Neither neighbor nor member: Bringing Turkish civil society into the fold
This year’s civil society forum of the Eastern Partnership (EaP) countries meeting in Poznan (Nov. 28-30) is a good time to ask if counterparts from Turkey should not be involved in the process.
The EaP’s Civil Society Forum brings together NGOs of the European Union’s six eastern neighbors, Belarus, Armenia, Azerbaijan, Georgia, Moldova and Ukraine, along with NGOs from EU member states. It is gradually developing a network of activists, journalists, and critical thinkers in the region that identify with each other and know each others’ concerns.
Turkey’s absence from a platform where experiences are shared and visions for the region are jointly shaped only exacerbates the problem of otherness between Turkish and European policy communities, and even causes disjoint between the EU-oriented Turkish intellectual elite (already a rare breed) with their progressive counterparts in the Black Sea neighborhood. The exclusion of Turkish NGOs is also out of synch with the oft-expressed motivation in the EU to capitalize on Turkey’s assets in the joint neighborhood.

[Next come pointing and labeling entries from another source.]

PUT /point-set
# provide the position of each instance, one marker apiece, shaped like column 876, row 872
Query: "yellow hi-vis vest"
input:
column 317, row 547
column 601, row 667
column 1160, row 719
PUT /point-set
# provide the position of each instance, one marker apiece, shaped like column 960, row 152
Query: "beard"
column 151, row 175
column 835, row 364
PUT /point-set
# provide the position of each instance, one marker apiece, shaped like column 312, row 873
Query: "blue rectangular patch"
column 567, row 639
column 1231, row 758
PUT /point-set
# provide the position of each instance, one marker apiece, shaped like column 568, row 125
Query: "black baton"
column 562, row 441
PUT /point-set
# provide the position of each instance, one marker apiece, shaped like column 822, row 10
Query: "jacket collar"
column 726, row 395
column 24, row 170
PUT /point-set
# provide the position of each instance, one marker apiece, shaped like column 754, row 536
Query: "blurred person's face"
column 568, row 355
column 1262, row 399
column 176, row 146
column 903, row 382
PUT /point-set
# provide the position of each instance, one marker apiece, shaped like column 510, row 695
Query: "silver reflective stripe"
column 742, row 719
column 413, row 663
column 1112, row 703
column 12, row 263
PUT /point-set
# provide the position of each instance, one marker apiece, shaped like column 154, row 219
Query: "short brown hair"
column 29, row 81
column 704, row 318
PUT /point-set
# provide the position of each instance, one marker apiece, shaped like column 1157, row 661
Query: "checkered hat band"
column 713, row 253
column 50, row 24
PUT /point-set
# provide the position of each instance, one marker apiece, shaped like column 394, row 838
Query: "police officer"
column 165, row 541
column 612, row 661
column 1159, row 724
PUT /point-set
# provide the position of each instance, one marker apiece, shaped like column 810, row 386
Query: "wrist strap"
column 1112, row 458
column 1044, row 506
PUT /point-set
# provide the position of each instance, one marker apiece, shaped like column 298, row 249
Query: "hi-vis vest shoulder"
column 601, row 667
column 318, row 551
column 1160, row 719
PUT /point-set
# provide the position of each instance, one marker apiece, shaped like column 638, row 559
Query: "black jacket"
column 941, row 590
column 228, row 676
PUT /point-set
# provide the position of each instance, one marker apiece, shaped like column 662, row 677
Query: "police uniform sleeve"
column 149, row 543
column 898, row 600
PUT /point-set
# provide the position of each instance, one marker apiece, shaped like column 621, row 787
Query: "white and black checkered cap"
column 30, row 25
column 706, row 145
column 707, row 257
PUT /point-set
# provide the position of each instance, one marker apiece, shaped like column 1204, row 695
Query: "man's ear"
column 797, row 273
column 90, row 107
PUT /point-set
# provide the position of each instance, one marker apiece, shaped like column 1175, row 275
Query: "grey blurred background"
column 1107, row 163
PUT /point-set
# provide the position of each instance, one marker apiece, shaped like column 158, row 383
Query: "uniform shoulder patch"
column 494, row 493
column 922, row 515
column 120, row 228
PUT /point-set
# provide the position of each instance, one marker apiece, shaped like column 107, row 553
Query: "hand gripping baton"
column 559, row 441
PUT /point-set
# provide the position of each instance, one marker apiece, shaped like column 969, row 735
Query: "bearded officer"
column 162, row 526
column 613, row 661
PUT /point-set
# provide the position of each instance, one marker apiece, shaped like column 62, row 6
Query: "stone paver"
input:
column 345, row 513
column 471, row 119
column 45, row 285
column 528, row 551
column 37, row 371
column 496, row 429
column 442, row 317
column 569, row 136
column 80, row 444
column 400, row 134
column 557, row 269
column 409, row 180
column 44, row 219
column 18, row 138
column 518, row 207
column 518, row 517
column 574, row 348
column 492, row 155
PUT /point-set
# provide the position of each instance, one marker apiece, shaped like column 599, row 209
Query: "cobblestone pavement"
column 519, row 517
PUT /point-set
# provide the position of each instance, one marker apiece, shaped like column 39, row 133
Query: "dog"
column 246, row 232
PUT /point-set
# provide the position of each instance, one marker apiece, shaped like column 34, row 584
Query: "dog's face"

In effect, Turkey is intertwined in all the EaP Civil Society Forum agenda items – as a neighbor, a strategic partner, an EU candidate, an economic hub, a geographical “place in between.” Turkey is part of the problem and part of the solution for almost all the questions the EU takes up with its EaP neighbors, from historical reconciliation to democratization, from border control to environmental protection, from strategic to demographic questions.
Integrating Turkish civil society into the Civil Society Forum as a stakeholder would allow Turkish counterparts to learn with their neighbors, and to share their own insight. Turkish civil society contains a wide range of expertise in issues ranging from free trade regimes to legal reform for human rights that could be put to use. Particularly because much of this specialization was developed with EU-designed NGO-capacity-building and democratization in Turkey, it is a waste not to plug it into regions the EU is now attempting to integrate with similar instruments.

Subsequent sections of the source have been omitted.